SHORTEN YOUR DETECTION CYCLE WITH UPGUARD’S EVENTS SYSTEM

This post was originally published here.

UpGuard’s Events systems provides a communication hub to send the data that UpGuard gathers to external systems. Integration between technologies is critical to high performing digital businesses, and UpGuard’s Events system provides a simple way to get the information you need the places where you need it.

As UpGuard continuously analyzes the state of your infrastructure it will inevitably detect interesting things happening– what one might call “events.” And when those interesting things happen, you will likely want to know about them in a timely manner so that you can act on them. The Events feature set is really two components: the ability to curate views of events using a simple query syntax, and the ability to customize the actions taken on those events.

Event Types
Several common event views are provided by default.

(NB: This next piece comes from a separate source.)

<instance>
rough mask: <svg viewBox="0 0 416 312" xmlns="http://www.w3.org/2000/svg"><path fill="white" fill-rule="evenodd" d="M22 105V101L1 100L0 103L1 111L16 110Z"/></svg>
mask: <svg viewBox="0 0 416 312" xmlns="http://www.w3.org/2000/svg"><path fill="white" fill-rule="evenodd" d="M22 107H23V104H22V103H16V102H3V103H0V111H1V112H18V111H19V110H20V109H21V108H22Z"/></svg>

Policy failures, for example, are something that every UpGuard user would likely want to know about and act on. Looking at the query for this view, or any of the global views that UpGuard provides, gives a good idea of how to construct queries. There are several top level event types that can then be further filtered based on node group, environment, date, and the variables particular to that event type. Policy events, for example, have a “success” variable that describes whether the policy succeeded, whereas user logon events have variables for username and IP address. The variables are suggested in the query helper, or you can just look at the contents of an event to know what is available.

Saved views can be made public to other users in your organization– what we call “Organization Views”– or made private to only your account– “My Views.” As UpGuard detects events, they appear in the feed for matching views.

Taking Actions
Once a view has a name you can add actions. UpGuard provides native support for popular products like Jira, Slack, and ServiceNow, so setting up an integration simply requires creating a view and filling out the fields to populate the message to the target system. Additionally, events can be sent via email or to any REST endpoint, allowing for rapid integration with any modern system.

To make Actions even more extensible, we support liquid templating in any field. This provides an easy way to include variables in messages. For example, for messages about policy failures it would make sense to include the name of the policy and a URL that includes its ID. Liquid also has straightforward control flow syntax, making it easy to have a message body that lists all the failing checks on a policy.

The combination of Events and Actions avoids the pitfall of integration systems that lock you into a finite number of possible configurations. Event views have enough logic to filter to what matters without reinventing SQL, and Actions allow you to send any message to any destination without writing and running custom scripts.